There are your Top 30! November 24, 2007Posted by Pablo Zevallos in Kevin Whelan, Steven White, Top 30 Prospects, Yankees: Looking to the Future.
So there is your top 30 prospects list for the New York Yankees! I hope that you, our readers, post any comments, complaints, compliments, or gripes on any post you feel necessary.
However, there is no Top 30 without an honorable mention section. The honorable mention prospects:
Steven White: White, the 4th round pick out of Baylor in 2003, has seemingly been around forever. He once held the title of best Yankees pitching prospect, but later surrendered that title next year to Phil Hughes. He’s supposedly lost a tick or two off that big 96-97 MPH fastball he had when drafted. His slurve comes in at 77-80, and a plus changeup at 80. However, White needs to not overthrow when in a jam, and needs time to adjust to a new level. He has seemingly been around the system forever, largely because of a variety of bizarre injuries since his drafting that have held him back. That, his age, and his inability to crank up the big strikeouts anymore don’t make him a Top-30. However, White has some upside, and projects best as a reliever since there are better pitchers who are and will be in the rotation. He should struggle a little bit in New York for the first few months, then do better.

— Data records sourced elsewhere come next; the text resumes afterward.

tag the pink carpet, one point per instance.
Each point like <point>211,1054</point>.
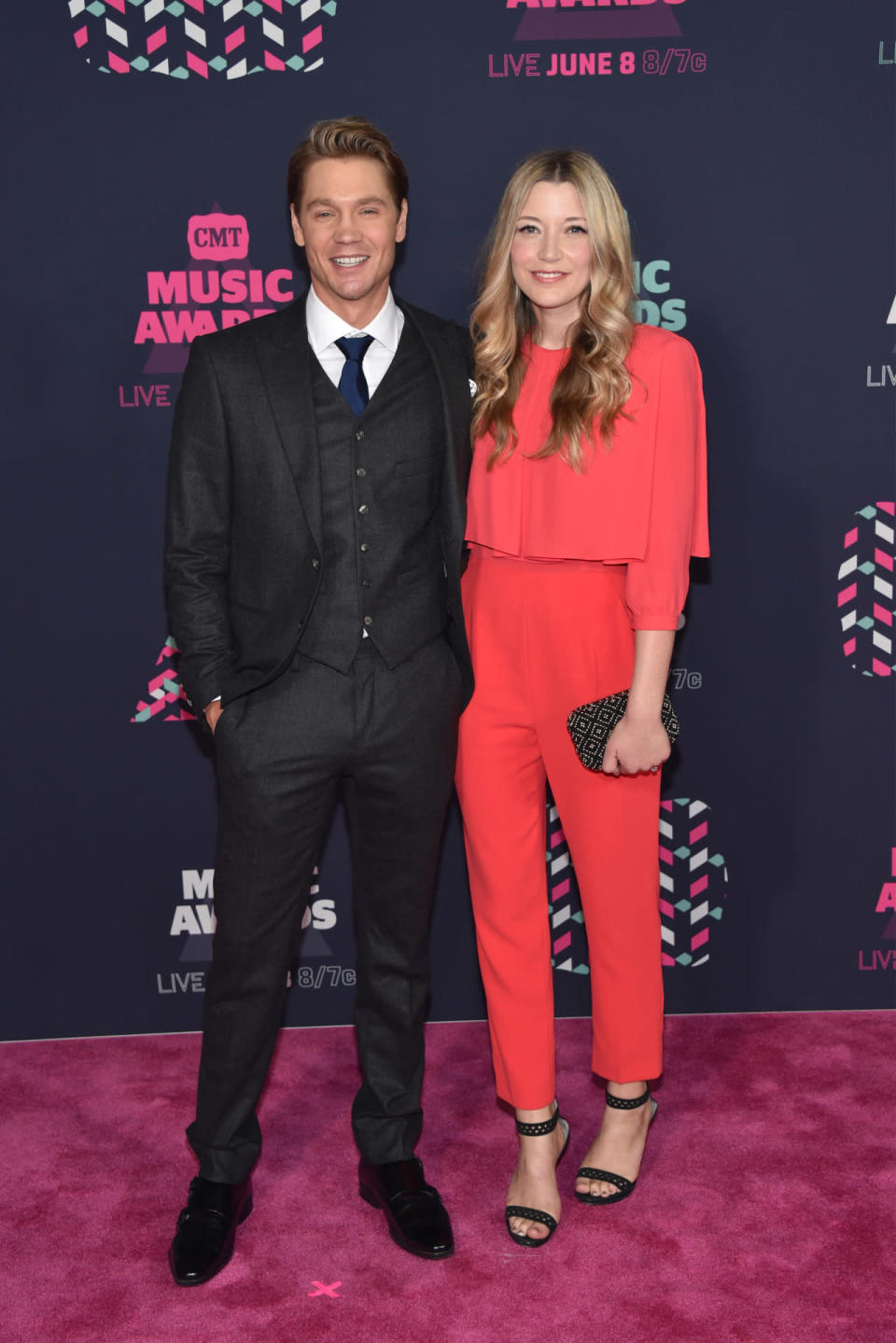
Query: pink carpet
<point>764,1213</point>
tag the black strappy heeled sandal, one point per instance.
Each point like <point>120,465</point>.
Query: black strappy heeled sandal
<point>535,1214</point>
<point>623,1186</point>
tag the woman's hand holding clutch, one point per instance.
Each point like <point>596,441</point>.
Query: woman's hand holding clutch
<point>636,746</point>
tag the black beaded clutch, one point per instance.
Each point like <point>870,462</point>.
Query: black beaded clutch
<point>590,725</point>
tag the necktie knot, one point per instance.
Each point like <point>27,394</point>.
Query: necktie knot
<point>354,346</point>
<point>352,383</point>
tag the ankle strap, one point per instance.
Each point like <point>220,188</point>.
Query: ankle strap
<point>547,1126</point>
<point>618,1103</point>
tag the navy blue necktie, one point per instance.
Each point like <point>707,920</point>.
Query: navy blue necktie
<point>352,383</point>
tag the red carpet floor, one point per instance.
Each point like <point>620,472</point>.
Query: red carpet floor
<point>764,1213</point>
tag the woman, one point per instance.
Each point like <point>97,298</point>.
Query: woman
<point>587,497</point>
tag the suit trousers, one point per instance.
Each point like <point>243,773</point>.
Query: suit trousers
<point>546,638</point>
<point>383,740</point>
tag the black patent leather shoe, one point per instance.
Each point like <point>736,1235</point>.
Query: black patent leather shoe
<point>415,1214</point>
<point>207,1229</point>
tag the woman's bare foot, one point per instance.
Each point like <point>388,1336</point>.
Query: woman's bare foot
<point>620,1144</point>
<point>535,1183</point>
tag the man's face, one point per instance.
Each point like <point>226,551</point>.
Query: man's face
<point>348,225</point>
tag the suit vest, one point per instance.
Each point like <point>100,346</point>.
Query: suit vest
<point>382,562</point>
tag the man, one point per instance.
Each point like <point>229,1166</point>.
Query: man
<point>315,543</point>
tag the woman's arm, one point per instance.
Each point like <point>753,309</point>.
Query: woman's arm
<point>639,739</point>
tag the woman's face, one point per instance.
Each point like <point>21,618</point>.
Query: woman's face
<point>551,251</point>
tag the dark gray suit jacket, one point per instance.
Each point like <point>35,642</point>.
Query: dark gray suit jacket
<point>244,525</point>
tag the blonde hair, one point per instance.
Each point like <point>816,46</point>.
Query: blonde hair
<point>594,383</point>
<point>344,137</point>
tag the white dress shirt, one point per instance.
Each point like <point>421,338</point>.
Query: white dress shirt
<point>326,328</point>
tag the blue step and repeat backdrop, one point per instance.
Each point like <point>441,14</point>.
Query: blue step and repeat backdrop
<point>752,146</point>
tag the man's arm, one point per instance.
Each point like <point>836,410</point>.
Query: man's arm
<point>198,531</point>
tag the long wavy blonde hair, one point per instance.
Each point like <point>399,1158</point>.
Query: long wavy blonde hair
<point>594,385</point>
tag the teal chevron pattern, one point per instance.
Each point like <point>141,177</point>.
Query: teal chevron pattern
<point>202,39</point>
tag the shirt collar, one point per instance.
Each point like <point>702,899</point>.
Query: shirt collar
<point>326,327</point>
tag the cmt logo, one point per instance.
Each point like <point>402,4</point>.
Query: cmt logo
<point>217,289</point>
<point>201,38</point>
<point>217,236</point>
<point>865,590</point>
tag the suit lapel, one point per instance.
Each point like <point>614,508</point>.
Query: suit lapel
<point>455,407</point>
<point>285,360</point>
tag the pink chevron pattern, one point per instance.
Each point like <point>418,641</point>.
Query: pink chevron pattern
<point>165,697</point>
<point>568,945</point>
<point>201,38</point>
<point>865,591</point>
<point>693,883</point>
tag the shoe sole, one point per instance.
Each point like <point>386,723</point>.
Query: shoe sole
<point>370,1196</point>
<point>207,1278</point>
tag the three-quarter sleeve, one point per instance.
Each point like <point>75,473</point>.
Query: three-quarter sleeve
<point>657,584</point>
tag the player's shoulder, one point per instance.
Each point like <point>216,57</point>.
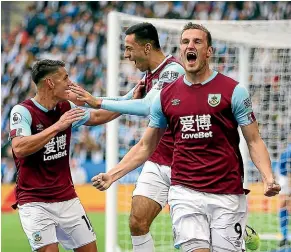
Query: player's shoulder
<point>65,105</point>
<point>226,80</point>
<point>173,86</point>
<point>18,112</point>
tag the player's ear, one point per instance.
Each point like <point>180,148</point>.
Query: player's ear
<point>49,83</point>
<point>147,48</point>
<point>209,51</point>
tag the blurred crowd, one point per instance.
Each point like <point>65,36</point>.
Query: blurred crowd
<point>75,32</point>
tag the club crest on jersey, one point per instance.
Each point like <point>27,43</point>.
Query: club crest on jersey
<point>39,127</point>
<point>214,99</point>
<point>175,102</point>
<point>16,118</point>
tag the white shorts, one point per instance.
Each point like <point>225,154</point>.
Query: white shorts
<point>154,182</point>
<point>285,183</point>
<point>218,220</point>
<point>64,222</point>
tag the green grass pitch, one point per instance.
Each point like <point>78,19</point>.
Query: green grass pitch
<point>14,239</point>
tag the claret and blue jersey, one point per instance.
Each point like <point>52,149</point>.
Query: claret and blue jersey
<point>203,119</point>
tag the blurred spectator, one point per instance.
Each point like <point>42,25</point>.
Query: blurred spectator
<point>76,32</point>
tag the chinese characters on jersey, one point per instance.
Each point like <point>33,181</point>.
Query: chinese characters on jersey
<point>198,126</point>
<point>55,148</point>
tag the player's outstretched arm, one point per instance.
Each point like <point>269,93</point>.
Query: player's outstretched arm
<point>82,96</point>
<point>132,160</point>
<point>26,145</point>
<point>140,152</point>
<point>261,158</point>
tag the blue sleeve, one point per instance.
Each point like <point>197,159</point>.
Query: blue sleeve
<point>283,164</point>
<point>140,107</point>
<point>242,106</point>
<point>157,117</point>
<point>85,118</point>
<point>20,122</point>
<point>170,73</point>
<point>128,96</point>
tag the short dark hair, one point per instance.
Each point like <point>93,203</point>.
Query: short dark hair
<point>45,67</point>
<point>145,33</point>
<point>191,25</point>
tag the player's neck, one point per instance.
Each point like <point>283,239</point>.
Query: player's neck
<point>156,59</point>
<point>199,77</point>
<point>45,100</point>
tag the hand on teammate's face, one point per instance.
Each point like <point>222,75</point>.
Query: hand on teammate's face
<point>102,181</point>
<point>84,96</point>
<point>139,90</point>
<point>69,117</point>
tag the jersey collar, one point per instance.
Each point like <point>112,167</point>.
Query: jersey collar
<point>188,83</point>
<point>169,56</point>
<point>39,105</point>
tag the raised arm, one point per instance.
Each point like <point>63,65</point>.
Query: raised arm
<point>140,107</point>
<point>140,152</point>
<point>243,112</point>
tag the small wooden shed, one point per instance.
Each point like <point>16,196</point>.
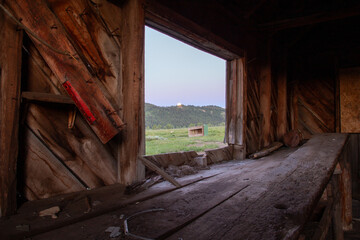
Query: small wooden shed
<point>72,100</point>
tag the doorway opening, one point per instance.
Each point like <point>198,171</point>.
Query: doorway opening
<point>184,93</point>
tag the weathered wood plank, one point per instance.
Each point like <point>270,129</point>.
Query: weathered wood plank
<point>281,123</point>
<point>219,155</point>
<point>336,212</point>
<point>103,200</point>
<point>91,101</point>
<point>94,44</point>
<point>10,69</point>
<point>236,104</point>
<point>176,159</point>
<point>48,176</point>
<point>345,188</point>
<point>132,139</point>
<point>159,171</point>
<point>279,211</point>
<point>78,147</point>
<point>46,97</point>
<point>349,100</point>
<point>265,97</point>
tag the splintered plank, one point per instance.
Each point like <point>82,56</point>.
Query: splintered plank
<point>95,46</point>
<point>48,175</point>
<point>280,211</point>
<point>182,206</point>
<point>84,88</point>
<point>46,97</point>
<point>78,147</point>
<point>10,69</point>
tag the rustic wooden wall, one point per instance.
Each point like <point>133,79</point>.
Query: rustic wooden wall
<point>10,69</point>
<point>106,45</point>
<point>313,81</point>
<point>265,92</point>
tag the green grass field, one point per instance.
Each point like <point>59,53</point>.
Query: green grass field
<point>177,140</point>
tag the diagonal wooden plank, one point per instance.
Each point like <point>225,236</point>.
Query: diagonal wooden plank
<point>70,72</point>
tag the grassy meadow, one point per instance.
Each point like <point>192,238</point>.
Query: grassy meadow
<point>177,140</point>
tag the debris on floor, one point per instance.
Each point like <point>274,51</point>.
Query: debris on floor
<point>23,227</point>
<point>50,212</point>
<point>114,231</point>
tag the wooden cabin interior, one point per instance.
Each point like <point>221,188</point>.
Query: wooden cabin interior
<point>72,125</point>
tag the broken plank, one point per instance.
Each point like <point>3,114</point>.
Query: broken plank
<point>46,97</point>
<point>70,72</point>
<point>273,147</point>
<point>109,198</point>
<point>49,176</point>
<point>280,211</point>
<point>10,71</point>
<point>159,171</point>
<point>78,148</point>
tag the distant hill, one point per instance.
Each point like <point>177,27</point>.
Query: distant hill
<point>182,116</point>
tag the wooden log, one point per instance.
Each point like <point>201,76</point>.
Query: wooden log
<point>159,171</point>
<point>10,71</point>
<point>46,97</point>
<point>70,72</point>
<point>273,147</point>
<point>132,140</point>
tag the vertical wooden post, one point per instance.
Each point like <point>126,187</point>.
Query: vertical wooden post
<point>132,50</point>
<point>265,97</point>
<point>282,96</point>
<point>10,69</point>
<point>236,98</point>
<point>345,188</point>
<point>336,215</point>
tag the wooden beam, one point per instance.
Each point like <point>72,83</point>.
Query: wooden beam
<point>345,186</point>
<point>70,71</point>
<point>258,5</point>
<point>10,73</point>
<point>46,97</point>
<point>311,19</point>
<point>336,213</point>
<point>159,171</point>
<point>236,103</point>
<point>281,81</point>
<point>132,140</point>
<point>173,24</point>
<point>265,97</point>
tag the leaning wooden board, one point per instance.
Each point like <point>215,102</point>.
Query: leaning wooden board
<point>270,198</point>
<point>84,88</point>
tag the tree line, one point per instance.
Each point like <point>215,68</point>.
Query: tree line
<point>182,116</point>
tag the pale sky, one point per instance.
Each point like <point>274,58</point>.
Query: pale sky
<point>176,72</point>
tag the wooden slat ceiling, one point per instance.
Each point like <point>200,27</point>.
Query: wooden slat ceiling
<point>247,22</point>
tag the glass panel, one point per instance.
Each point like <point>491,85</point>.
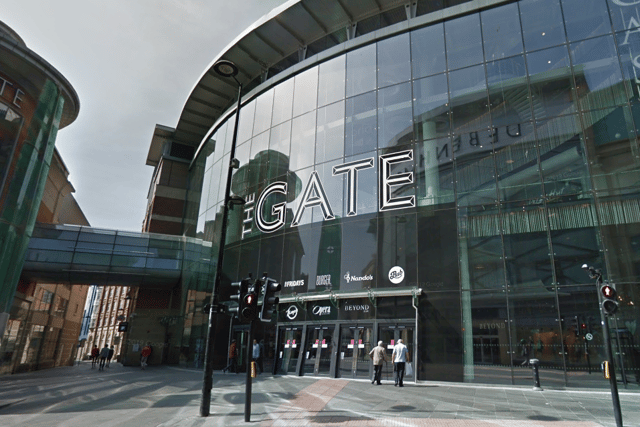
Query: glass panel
<point>305,92</point>
<point>427,51</point>
<point>434,172</point>
<point>517,163</point>
<point>331,83</point>
<point>464,41</point>
<point>431,107</point>
<point>469,104</point>
<point>279,145</point>
<point>395,116</point>
<point>359,255</point>
<point>597,73</point>
<point>303,132</point>
<point>397,243</point>
<point>361,124</point>
<point>361,70</point>
<point>330,132</point>
<point>585,18</point>
<point>501,32</point>
<point>611,142</point>
<point>562,157</point>
<point>542,24</point>
<point>282,102</point>
<point>552,90</point>
<point>438,268</point>
<point>394,60</point>
<point>264,107</point>
<point>245,124</point>
<point>509,98</point>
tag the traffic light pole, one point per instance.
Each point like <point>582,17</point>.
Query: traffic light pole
<point>248,383</point>
<point>613,381</point>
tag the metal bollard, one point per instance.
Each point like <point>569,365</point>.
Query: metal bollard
<point>536,376</point>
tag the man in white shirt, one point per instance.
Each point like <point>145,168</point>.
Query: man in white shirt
<point>400,356</point>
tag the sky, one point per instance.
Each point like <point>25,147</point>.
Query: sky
<point>133,64</point>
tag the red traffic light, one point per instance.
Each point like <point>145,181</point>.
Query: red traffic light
<point>608,291</point>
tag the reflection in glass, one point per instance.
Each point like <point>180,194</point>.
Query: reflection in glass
<point>509,98</point>
<point>431,107</point>
<point>330,132</point>
<point>427,51</point>
<point>552,90</point>
<point>542,24</point>
<point>597,73</point>
<point>305,92</point>
<point>361,124</point>
<point>585,18</point>
<point>501,32</point>
<point>394,115</point>
<point>464,41</point>
<point>331,83</point>
<point>361,70</point>
<point>394,60</point>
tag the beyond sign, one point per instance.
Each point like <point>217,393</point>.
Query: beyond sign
<point>314,193</point>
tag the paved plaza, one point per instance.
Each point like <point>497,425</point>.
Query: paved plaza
<point>79,396</point>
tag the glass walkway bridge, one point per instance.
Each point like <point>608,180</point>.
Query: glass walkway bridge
<point>84,255</point>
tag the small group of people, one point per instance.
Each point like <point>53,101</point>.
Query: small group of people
<point>102,357</point>
<point>399,357</point>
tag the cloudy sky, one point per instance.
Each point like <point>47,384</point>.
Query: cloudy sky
<point>133,64</point>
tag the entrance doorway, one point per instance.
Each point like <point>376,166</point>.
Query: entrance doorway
<point>318,348</point>
<point>290,346</point>
<point>389,335</point>
<point>355,345</point>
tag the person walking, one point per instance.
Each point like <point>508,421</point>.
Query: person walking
<point>144,355</point>
<point>95,352</point>
<point>104,353</point>
<point>378,356</point>
<point>111,350</point>
<point>400,356</point>
<point>256,354</point>
<point>233,357</point>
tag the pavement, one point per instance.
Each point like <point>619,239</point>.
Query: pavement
<point>164,396</point>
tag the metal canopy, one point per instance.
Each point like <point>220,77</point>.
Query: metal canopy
<point>274,37</point>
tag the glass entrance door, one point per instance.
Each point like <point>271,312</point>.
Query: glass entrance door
<point>318,348</point>
<point>389,335</point>
<point>355,345</point>
<point>290,346</point>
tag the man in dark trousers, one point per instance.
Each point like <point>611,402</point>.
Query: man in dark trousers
<point>233,357</point>
<point>378,356</point>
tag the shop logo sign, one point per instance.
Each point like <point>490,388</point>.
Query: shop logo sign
<point>324,280</point>
<point>358,307</point>
<point>321,311</point>
<point>292,312</point>
<point>349,278</point>
<point>396,275</point>
<point>293,283</point>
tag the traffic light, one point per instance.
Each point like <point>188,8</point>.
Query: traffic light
<point>269,299</point>
<point>249,308</point>
<point>609,303</point>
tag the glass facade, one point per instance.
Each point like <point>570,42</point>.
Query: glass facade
<point>488,157</point>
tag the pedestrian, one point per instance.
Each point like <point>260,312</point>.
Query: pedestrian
<point>378,356</point>
<point>144,355</point>
<point>111,350</point>
<point>95,351</point>
<point>400,356</point>
<point>233,356</point>
<point>257,356</point>
<point>104,353</point>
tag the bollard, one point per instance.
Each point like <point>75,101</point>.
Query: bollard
<point>536,376</point>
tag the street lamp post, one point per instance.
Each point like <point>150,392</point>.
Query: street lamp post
<point>225,69</point>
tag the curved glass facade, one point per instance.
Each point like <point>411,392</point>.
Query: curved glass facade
<point>481,160</point>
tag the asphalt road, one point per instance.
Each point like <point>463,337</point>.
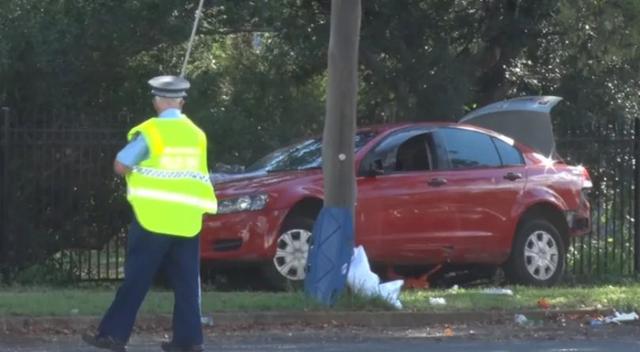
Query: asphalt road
<point>336,343</point>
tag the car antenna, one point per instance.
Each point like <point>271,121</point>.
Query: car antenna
<point>192,38</point>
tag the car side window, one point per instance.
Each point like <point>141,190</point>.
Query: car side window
<point>509,155</point>
<point>405,151</point>
<point>468,149</point>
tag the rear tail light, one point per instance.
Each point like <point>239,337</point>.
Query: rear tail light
<point>587,185</point>
<point>586,179</point>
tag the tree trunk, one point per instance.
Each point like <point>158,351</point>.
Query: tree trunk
<point>340,120</point>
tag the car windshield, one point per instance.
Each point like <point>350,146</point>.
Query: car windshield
<point>301,156</point>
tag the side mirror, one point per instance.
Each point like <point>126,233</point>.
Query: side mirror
<point>375,168</point>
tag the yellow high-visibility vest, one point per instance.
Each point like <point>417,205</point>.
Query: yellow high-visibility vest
<point>171,189</point>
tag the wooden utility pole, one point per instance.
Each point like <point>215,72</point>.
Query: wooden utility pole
<point>333,233</point>
<point>342,91</point>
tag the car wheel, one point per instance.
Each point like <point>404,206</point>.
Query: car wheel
<point>287,269</point>
<point>538,255</point>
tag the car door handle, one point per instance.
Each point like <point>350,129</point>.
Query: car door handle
<point>437,181</point>
<point>512,176</point>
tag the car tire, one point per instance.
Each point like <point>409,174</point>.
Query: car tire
<point>286,271</point>
<point>538,255</point>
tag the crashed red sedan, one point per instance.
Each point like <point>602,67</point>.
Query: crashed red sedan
<point>489,191</point>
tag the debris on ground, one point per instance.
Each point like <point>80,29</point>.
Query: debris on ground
<point>497,291</point>
<point>437,301</point>
<point>544,303</point>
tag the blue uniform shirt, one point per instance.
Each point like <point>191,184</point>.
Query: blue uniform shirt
<point>137,150</point>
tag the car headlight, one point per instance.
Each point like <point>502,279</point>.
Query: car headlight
<point>244,203</point>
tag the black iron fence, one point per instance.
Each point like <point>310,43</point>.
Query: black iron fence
<point>62,206</point>
<point>610,151</point>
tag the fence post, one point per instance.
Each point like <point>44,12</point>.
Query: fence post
<point>4,193</point>
<point>636,195</point>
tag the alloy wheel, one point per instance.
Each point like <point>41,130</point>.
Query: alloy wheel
<point>541,255</point>
<point>291,253</point>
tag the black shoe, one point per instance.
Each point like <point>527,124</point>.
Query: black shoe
<point>171,347</point>
<point>104,342</point>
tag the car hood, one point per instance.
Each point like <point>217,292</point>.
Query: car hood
<point>256,181</point>
<point>525,119</point>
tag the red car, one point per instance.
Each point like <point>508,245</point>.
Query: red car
<point>427,194</point>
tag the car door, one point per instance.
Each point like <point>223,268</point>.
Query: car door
<point>485,176</point>
<point>399,216</point>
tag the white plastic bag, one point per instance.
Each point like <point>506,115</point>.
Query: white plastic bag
<point>365,282</point>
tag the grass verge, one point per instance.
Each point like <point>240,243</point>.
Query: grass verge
<point>45,301</point>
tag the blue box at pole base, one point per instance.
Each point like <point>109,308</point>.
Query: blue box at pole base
<point>329,255</point>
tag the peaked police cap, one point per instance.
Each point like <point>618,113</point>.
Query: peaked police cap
<point>169,86</point>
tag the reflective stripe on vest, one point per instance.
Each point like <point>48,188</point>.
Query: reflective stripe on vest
<point>171,189</point>
<point>172,198</point>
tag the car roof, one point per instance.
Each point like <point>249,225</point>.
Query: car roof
<point>390,127</point>
<point>380,128</point>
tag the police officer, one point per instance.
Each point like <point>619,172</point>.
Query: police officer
<point>168,187</point>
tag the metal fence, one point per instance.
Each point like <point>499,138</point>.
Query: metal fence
<point>62,205</point>
<point>610,151</point>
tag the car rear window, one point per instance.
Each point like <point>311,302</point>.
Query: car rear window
<point>469,149</point>
<point>508,153</point>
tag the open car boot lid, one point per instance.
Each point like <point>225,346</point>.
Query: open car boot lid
<point>525,119</point>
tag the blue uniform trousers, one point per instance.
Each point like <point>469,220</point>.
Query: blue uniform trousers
<point>146,253</point>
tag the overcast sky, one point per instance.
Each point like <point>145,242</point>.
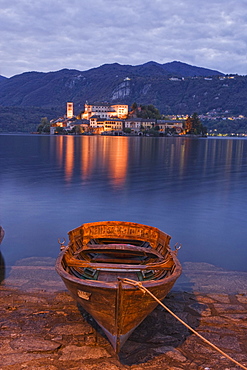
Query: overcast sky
<point>49,35</point>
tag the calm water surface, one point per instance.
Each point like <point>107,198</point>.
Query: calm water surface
<point>193,189</point>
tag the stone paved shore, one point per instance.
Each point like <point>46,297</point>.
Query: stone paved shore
<point>43,328</point>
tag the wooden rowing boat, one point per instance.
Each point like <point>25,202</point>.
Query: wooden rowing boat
<point>1,234</point>
<point>97,259</point>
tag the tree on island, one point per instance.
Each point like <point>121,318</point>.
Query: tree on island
<point>194,126</point>
<point>44,126</point>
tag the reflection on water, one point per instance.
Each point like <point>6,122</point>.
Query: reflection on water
<point>192,189</point>
<point>90,153</point>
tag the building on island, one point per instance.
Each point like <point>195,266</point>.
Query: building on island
<point>70,110</point>
<point>104,118</point>
<point>105,110</point>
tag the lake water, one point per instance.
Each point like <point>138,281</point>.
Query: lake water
<point>193,189</point>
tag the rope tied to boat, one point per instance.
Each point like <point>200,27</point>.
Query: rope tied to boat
<point>140,286</point>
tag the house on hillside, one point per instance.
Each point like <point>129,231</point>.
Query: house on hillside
<point>99,125</point>
<point>105,110</point>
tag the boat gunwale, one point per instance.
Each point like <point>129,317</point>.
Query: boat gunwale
<point>113,285</point>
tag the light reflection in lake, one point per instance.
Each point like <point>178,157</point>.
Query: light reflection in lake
<point>193,189</point>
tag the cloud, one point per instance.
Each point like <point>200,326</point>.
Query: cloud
<point>48,35</point>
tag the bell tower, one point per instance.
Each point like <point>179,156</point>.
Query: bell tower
<point>70,110</point>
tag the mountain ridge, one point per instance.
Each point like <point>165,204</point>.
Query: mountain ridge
<point>174,88</point>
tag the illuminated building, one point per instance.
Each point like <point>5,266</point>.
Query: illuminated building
<point>105,110</point>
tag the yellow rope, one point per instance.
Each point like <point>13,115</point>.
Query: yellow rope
<point>142,288</point>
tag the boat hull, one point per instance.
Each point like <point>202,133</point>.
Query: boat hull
<point>116,306</point>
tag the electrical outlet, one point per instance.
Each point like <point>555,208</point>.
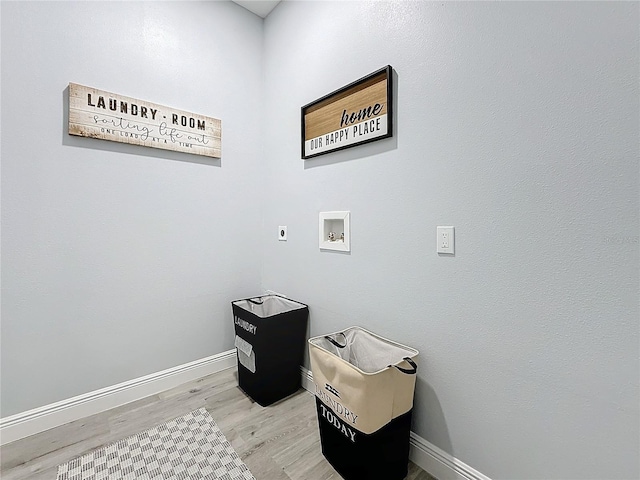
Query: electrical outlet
<point>445,240</point>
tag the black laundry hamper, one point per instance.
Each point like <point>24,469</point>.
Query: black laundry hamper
<point>364,386</point>
<point>270,341</point>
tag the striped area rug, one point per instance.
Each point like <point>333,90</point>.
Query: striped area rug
<point>189,447</point>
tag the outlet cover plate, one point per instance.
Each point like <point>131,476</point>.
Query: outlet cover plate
<point>445,240</point>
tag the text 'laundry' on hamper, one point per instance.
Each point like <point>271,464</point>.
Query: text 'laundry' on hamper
<point>364,386</point>
<point>270,338</point>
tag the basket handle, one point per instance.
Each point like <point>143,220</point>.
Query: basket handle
<point>408,371</point>
<point>327,337</point>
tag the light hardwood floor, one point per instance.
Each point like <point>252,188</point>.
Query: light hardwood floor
<point>279,442</point>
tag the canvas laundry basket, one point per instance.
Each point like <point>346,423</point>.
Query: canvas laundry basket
<point>270,337</point>
<point>364,386</point>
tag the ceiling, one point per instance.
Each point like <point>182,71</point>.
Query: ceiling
<point>262,8</point>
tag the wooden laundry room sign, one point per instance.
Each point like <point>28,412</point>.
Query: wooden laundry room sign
<point>358,113</point>
<point>98,114</point>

Ceiling: B-, Health: C+, Comparison: Luis Vizcaino
Kevin Whelan: Whelan isn’t in the Top 30 because, although he was lights out for a good part of the year, there is no place to put him. I felt like putting him in the 20s range, but that didn’t seem right. He is a prospect, and to me, he is really #30a. Regardless, Whelan is a 23-year-old right-hander who was drafted, by the Tigers, in the 4th round out of Texas A&M in 2005. He was a catcher, but the Tigers converted him to the mound since he couldn’t hit and throws hard. His fastball is plus, checking in at 92-95. Whelan’s splitter his easily his best pitch and largely used for strikeouts. The big thing, though, is that Whelan is wild. He did well in Tampa in his first full season with the Yankees organization, but when promoted to Trenton, he held a low hit rate, but also walked 6.96 per 9, a deplorable ratio. His hit rate is amazing (around 4 per 9 for the season) but the walks haunt him. His strikeouts are strong as well, and all he really needs to do to get into the Top 30 is walk less batters.
Ceiling: B, Health: B+ (couldn’t go to Arizona due to shoulder fatigue), Comparison: Kyle Farnsworth, for now
Jose Calzado: Calzado, a 2003 international signing out of the Dominican Republic, spent three years in the Dominican Winter League before debuting in GCL in 2006, and then in Charleston in 2007. Calzado has 5-tool potential, and already possesses an amazing arm, fringely plus contact skills, and great speed that is developing into base-stealing speed. His power is developing as well. Calzado mades strides in the second half, and instead of free-swinging, he became more patient. Calzado has the potential to be a solid and even above-average outfielder (his speed and his bat, if it develops fully, should play anywhere) hitting 5-7 in the lineup. His defense and arm should merit Gold Gloves if he is to reach the big leagues.
Ceiling: B, Health: A, Comparison: Torii Hunter
Others I considered but didn’t include (in no particular order): Cody Ehlers, Colin Curtis, Phil Coke, Kevin DeLeon, Chris Britton, Edwar Ramirez, Austin Romine, Chase Weems, Tim Battle.